The Congressional Budget Office (CBO) released a score on Wednesday for last week’s bipartisan Alexander-Murray bill that seeks to stabilize the insurance marketplaces created by the Affordable Care Act for two years. The proposal, as it stands right now without the addition of clauses and negotiations sure to come as the bill moves forward, could lower the federal deficit by approximately $3.8 billion over the next decade but would not affect the number of insured Americans.
The bill was negotiated between Senators Lamar Alexander (R-Tenn.) and Patty Murray (D-Wash.) and sees support from both sides of the aisle in the Senate, but is looked on less favorably by House Republicans and President Donald Trump. This tepid reception will likely cause the bill to progress slowly, most likely by the end of the year. According to the CBO, it is already too late to affect 2018 premiums.
According to Wednesday’s CBO Report, the savings generated come from allowing states to offer “copper plans,” lower cost insurance policies that offer less protection and appeal to healthier individuals in the marketplaces. These plans would start to enter the market in 2019 and could cause insurers to lower their rates, saving the government almost $1 billion in subsidies over the next 10 years.
The bipartisan bill would also generate savings by preserving the controversial cost-sharing subsidies eliminated two weeks ago by President Donald Trump.
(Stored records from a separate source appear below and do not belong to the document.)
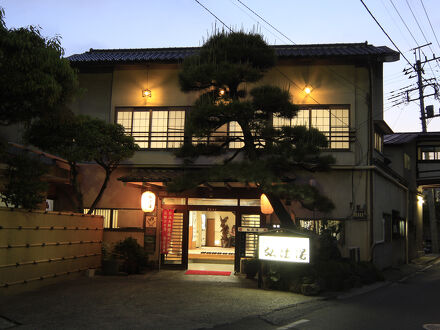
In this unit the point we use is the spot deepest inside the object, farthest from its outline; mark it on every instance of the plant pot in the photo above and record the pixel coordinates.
(110, 267)
(250, 268)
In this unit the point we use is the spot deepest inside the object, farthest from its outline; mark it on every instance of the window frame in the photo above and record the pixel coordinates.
(150, 133)
(329, 107)
(435, 151)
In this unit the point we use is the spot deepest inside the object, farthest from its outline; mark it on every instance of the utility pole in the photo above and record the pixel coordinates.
(430, 192)
(418, 67)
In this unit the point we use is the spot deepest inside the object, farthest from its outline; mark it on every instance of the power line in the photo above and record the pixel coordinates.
(371, 14)
(273, 27)
(420, 28)
(218, 19)
(421, 1)
(395, 23)
(404, 23)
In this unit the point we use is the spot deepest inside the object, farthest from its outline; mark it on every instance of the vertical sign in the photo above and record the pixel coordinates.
(167, 229)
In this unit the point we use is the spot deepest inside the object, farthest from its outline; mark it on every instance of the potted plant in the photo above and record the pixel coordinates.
(225, 231)
(132, 255)
(109, 262)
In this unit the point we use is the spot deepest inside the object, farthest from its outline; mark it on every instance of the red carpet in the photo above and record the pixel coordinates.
(207, 272)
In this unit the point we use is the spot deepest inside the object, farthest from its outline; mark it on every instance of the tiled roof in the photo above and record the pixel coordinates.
(178, 54)
(402, 138)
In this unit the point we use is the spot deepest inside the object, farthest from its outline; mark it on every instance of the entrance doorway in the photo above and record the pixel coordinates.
(211, 240)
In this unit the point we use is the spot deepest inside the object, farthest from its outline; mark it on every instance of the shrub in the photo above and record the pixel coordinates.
(132, 254)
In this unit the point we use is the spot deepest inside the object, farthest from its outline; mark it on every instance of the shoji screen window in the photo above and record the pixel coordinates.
(155, 128)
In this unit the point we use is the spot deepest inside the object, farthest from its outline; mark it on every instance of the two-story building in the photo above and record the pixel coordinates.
(339, 88)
The return of CSR payments prevents the government paying insurers more money from separate subsidies that are tied to raising premiums.
This nonpartisan analysis shows that our bill provides savings and ensures that funding two years of cost-sharing payments will benefit taxpayers and low-income Americans, not insurance companies, Senators Alexander and Murray said in a joint statement.
Critics of the bill, including President Donald Trump and Speaker of the House Paul Ryan, judge the bill as a bailout for insurance companies for its inclusion of CSR payments.